The Samuel Pepys, esq. collection. This is a very large collection. There are over 60 volumes of books and memorabilia. It has the very latest edition of the diary, the eleven volume set by Latham and Matthews, and published by the University of California Press. Robert Latham and William Matthews both taught at the University of London. Latham later was a professor at U.S.C. while Matthews became a professor at UCLA.
The library has numerous sets in two, three, and one volumes. There are 12 biographies of Pepys; a special one by the famous Arthur Posonby M.P. There is the two-volume set of Private Correspondence of Pepys by Tanner.
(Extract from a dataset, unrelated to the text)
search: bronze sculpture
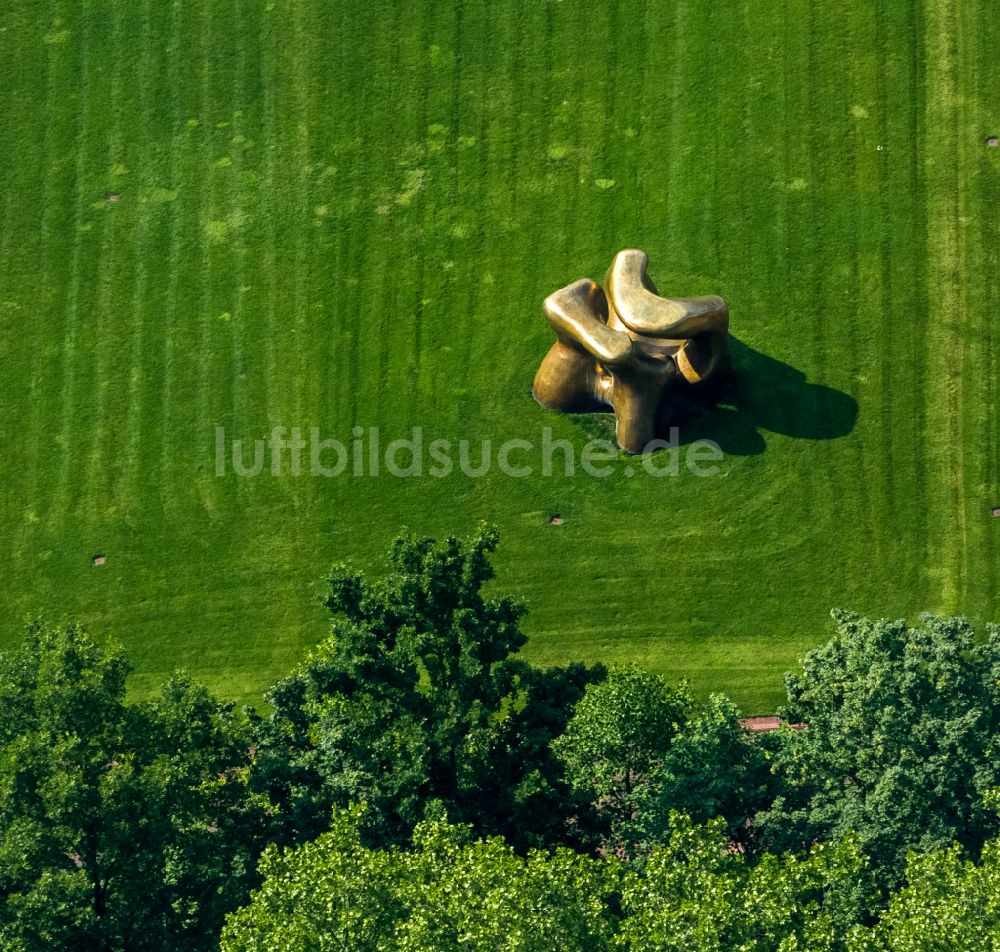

A thin volume entitled King Charles Preserved (an account of his escape after the Battle of Worcester dictated by the King himself to Samuel Pepys). Pepys recorded it in the cipher in his own diary. The next book has great value to the eye. The cover just states his name; inside we find it is an EXHIBITION of the portrait of Pepys. It is an exhibit that took place at the NATIONAL PORTRAIT GALLERY. Within the exhibition are paintings, furniture, drawings, books, and music. It is a joy to the eye to see the paintings of Pepys in color, portrait of Lord General Monk, Rump Bonfire, King Charles in several settings, My Lady Castlemain, a half nude portrait of Nell Gwyn, and a color painting of The Great Fire.
Another interesting book is the Journal of Arthur Fallows. He writes that he went beyond the Appalachian Mountains in September of 1671 and proclaimed a great amount of territory for the King of England. The journal was read aloud to the Royal Society, Samuel Pepys President, preciding. Pepys wrote music as shown in the book Samuel Pepys, "Three Songs of His Choice."
I have left the smallest book in the Pepys Library to the very last. It is Sir Francis Drake's Nautical Almanack of 1546. In the 1600s Pepys was the head of the Admiralty when he found the book which became a part of his collection. The book in the Diary Library of Corralitos is a facsimile of the original, sold to me by the late librarian professor Latham.
The Concord, Massachusetts collection embodies the diaries of Emerson, Thoreau, Amos & Louisa May Alcott, Hawthorne and others. It also includes the circle of Emerson and these include: Margaret Fuller, Henry Dana Jr, Thomas Carlyle, Oliver Windall Holmes (Sr. and Jr.), and John Burroughs. There are biographies of all those mentioned. A couple of books of note: one is a volume of poetry; half by Holmes Sr. and half by Emerson. The other is a small blue book of the journey and the meeting of Emerson with John Muir in Yosemite Valley.